The boutique emphasizes clarity of investment philosophy, discipline in capital allocation, consistency in portfolio construction, alignment of incentives, and, above all, cost control. “In a market where financial disclosure is standardized, management communication is global, and information is disseminated simultaneously, proximity provides little informational benefit,” says Dackmo. “The relevant question is therefore not where decisions are made, but how they are made.”
“We believe that global equity outperformance does not require larger teams or physical presence in specific markets,” he continues. “It requires a coherent process, a rational view of uncertainty, and a relentless focus on costs and incentives. That perspective informs how we think about global equities, just as it has informed our decisions elsewhere.”
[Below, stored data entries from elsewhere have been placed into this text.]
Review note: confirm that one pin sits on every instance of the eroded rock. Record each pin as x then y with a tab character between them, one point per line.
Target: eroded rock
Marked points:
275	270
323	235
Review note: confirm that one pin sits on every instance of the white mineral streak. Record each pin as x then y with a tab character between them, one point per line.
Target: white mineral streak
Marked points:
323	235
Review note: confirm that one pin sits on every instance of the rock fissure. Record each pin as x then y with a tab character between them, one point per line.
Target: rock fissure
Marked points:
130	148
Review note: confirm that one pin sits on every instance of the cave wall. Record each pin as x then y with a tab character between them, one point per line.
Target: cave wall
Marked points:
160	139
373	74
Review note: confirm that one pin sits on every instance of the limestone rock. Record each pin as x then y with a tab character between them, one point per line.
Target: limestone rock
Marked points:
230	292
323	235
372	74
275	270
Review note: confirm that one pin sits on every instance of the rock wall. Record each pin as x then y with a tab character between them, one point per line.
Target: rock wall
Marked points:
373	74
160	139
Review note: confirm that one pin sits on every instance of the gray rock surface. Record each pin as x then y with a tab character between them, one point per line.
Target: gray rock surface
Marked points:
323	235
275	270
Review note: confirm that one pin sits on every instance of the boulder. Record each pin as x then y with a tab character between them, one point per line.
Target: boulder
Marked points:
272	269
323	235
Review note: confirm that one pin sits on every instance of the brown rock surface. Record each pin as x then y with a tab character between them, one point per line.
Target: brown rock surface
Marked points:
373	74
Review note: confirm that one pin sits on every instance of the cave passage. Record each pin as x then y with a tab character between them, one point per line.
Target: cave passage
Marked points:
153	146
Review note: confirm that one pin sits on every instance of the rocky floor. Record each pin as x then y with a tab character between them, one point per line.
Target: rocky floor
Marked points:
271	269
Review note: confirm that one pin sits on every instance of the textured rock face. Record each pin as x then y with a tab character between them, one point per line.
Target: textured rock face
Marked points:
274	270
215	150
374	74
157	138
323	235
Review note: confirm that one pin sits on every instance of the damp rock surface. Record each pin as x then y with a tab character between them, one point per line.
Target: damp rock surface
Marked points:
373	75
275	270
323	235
A Structural Middle Ground
Protean argues that there is meaningful space between traditional high-fee active funds and low-cost index products. The soon-to-be-launched Global Aktiesparfond will deviate meaningfully from its benchmark and launch with a management fee less than half that of typical active global equity funds, with fees set to decline further as assets under management increase. “Economies of scale should benefit investors,” says Dackmo.
“Equally important is the ability to operate within a clearly defined framework, applying consistent criteria across a broad opportunity set while resisting both benchmark gravity and short-term noise.”
Protean’s description of the desired lead portfolio manager underscores its capital-allocation mindset. The role is not to act as a market commentator, but as a disciplined allocator of capital: evaluating businesses through cash flows, balance sheets, and incentive structures rather than narratives; assessing how capital is deployed in practice; and maintaining a strong aversion to unnecessary complexity, leverage, and cost. “Equally important is the ability to operate within a clearly defined framework, applying consistent criteria across a broad opportunity set while resisting both benchmark gravity and short-term noise.”
A Large and Competitive Segment
Global equity funds represent the largest fund category for Swedish savers, accounting for a significant share of both accumulated wealth and new savings flows. A substantial portion of this capital is allocated to actively managed funds that charge high fees yet exhibit limited active share relative to their benchmarks, according to Dackmo.
Whether Protean’s Global Aktiesparfond can establish itself as a distinct middle ground between traditional active funds and passive index products remains to be seen. The Nordic predecessor provides an initial reference point. Since inception ten months ago, Protean Aktiesparfond Norden has returned 17 percent, compared with 13.7 percent for the VINX Nordic Cap Index over the same period. The fund’s assets under management have reached SEK 1.7 billion. While the track record is still short, the early performance offers a preliminary data point as Protean prepares to extend its model to global equities.